Military Embedded Systems

Naval Research Lab instruments mount successfully on ISS

News

March 27, 2017

Lisa Daigle

Assistant Managing Editor

Military Embedded Systems

Naval Research Lab instruments mount successfully on ISS
The ISS robotic arm grabbed the instruments to initiate installation. Photo credit: International Space Station.

WASHINGTON. The U.S. Naval Research Laboratory (NRL) reports that the International Space Station (ISS) has successfully installed NRL?s Limb-Imaging Ionospheric and Thermospheric Extreme Ultraviolet (UV) Spectrograph (LITES) and its Global Positioning System (GPS) Radio Occultation and Ultraviolet Photometer Co-located (GROUP-C) research instruments.
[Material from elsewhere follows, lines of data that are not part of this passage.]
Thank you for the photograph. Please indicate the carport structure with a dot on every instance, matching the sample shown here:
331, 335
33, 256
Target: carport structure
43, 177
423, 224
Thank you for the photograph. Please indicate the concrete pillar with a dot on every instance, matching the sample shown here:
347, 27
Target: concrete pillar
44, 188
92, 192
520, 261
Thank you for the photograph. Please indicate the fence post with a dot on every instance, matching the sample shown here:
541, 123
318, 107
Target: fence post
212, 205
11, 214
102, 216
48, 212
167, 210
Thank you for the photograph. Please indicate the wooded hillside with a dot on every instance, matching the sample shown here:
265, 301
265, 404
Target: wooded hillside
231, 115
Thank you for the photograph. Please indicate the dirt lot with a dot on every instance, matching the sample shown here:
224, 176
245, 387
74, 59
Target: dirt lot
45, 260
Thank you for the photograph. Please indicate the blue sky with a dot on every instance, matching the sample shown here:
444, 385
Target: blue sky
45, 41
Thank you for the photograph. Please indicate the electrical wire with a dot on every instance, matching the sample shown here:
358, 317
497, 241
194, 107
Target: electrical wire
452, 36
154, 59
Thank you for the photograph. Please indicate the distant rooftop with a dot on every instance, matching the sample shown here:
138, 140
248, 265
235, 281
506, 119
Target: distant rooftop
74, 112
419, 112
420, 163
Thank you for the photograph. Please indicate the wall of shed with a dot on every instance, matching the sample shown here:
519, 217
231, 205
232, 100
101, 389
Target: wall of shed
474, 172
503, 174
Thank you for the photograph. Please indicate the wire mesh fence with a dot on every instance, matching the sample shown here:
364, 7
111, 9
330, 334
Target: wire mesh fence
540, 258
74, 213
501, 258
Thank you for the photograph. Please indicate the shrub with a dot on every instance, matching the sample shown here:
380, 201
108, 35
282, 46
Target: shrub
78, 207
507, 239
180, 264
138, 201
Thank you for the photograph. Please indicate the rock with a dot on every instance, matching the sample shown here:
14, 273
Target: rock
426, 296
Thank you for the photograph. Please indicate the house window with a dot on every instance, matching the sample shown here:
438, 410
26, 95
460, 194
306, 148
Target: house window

The NRL payload was delivered via SpaceX’s FALCON 9 rocket in mid-February and was retrieved by a robotic arm aboard the ISS. After several days' work on installation, payload managers and the DoD Space Test Program successfully performed tests to confirm that the instruments had been installed and were functioning properly. GROUP-C and LITES are mounted on the Department of Defense (DoD) Space Test Program's (STP) STP-H5 platform. The STP Houston branch built and managed the platform, which enables the mounting of  experiments outside the ISS and provides power and communications to those experiments.

According to LITES and GROUP-C officials, if the experiments operate at their full expected duration of two years, both will have a chance to interface with two major upcoming NASA missions: the Ionospheric Connection Explorer (ICON) and the Global-Scale Observations of the Limb and Disk (GOLD), both anticipated to launch during 2017.